Consumers focusing on picture quality, though, won’t be attracted to these new 2021 TVs for their office file access or video conferencing functions. They will be more interested in the screens and image processing this year. The best models among Samsun’s six new lines utilize a kind of backlighting the company is offering for the first time: Mini-LEDs. These work the same way local dimming — the most effective kind of backlighting for LCD TVs — has always worked, but on steroids: while past models employed up to 500 individually controlled “zones” of local dimming, these new QLED TVs — dubbed Neo QLED — employ almost 2000 of those, made up of many, many more Mini-LEDs.

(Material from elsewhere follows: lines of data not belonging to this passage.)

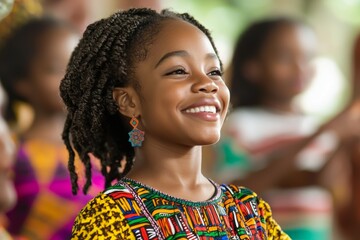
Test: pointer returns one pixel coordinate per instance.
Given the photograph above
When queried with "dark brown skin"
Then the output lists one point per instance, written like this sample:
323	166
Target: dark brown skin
169	86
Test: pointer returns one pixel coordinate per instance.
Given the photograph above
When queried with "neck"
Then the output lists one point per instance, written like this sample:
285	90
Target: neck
169	165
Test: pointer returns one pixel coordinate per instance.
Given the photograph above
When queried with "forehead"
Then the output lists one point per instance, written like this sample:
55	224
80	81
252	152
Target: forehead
176	35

That many zones allow for much more precise control and, coupled with Samsung’s most advanced image processor yet, promise deeper blacks, more vibrant colors and higher peak luminance than ever before on a TV of LED/LCD technology. It’s the closest thing yet to OLED pixel-level control but with the overall picture being two or three times brighter, which helps a lot with HDR material in particular. Importantly, these Neo QLEDs retain all the advantages of their predecessors, such as wide viewing angles, anti-reflective screens and a fast operating system with plenty of apps.

Samsung has brought its Neo QLED tech to three 8K TV lines and three 4K TV lines — QN900A/QN800A/QN700A and QN95A/QN90A/QN85A respectively — in a variety of sizes. The main differences between the various lines have to do with the number of local dimming zones, design, sound and connectivity, but even the most affordable sets among those six lines should offer a decidedly better picture than last year’s counterparts. The more expensive ones will be pitted against the best models LG, Sony and Panasonic will be offering this year. LG, incidentally, will be promoting its own version of Mini-LED implementation in 4K and 8K TVs, so it will be interesting to see how the two Korean giants fare against each other.
For the longest time LED/LCD televisions have played second fiddle to OLEDs in terms of cinematic picture accuracy because of the way the latter handle light. Mini-LEDs have been used before by TCL on a smaller scale, yes, but it takes a manufacturer like Samsung to maximize all of the advantages this tech offers and combine it with striking design, great sound and extra functionality. We’ll have to wait for the first technical reviews in order to find out how well-implemented Samsung’s version of the Mini-LED local dimming actually is, but as the first wave of the 2021 anti-OLED TVs, Neo QLEDs are important in and of themselves. Bring it on!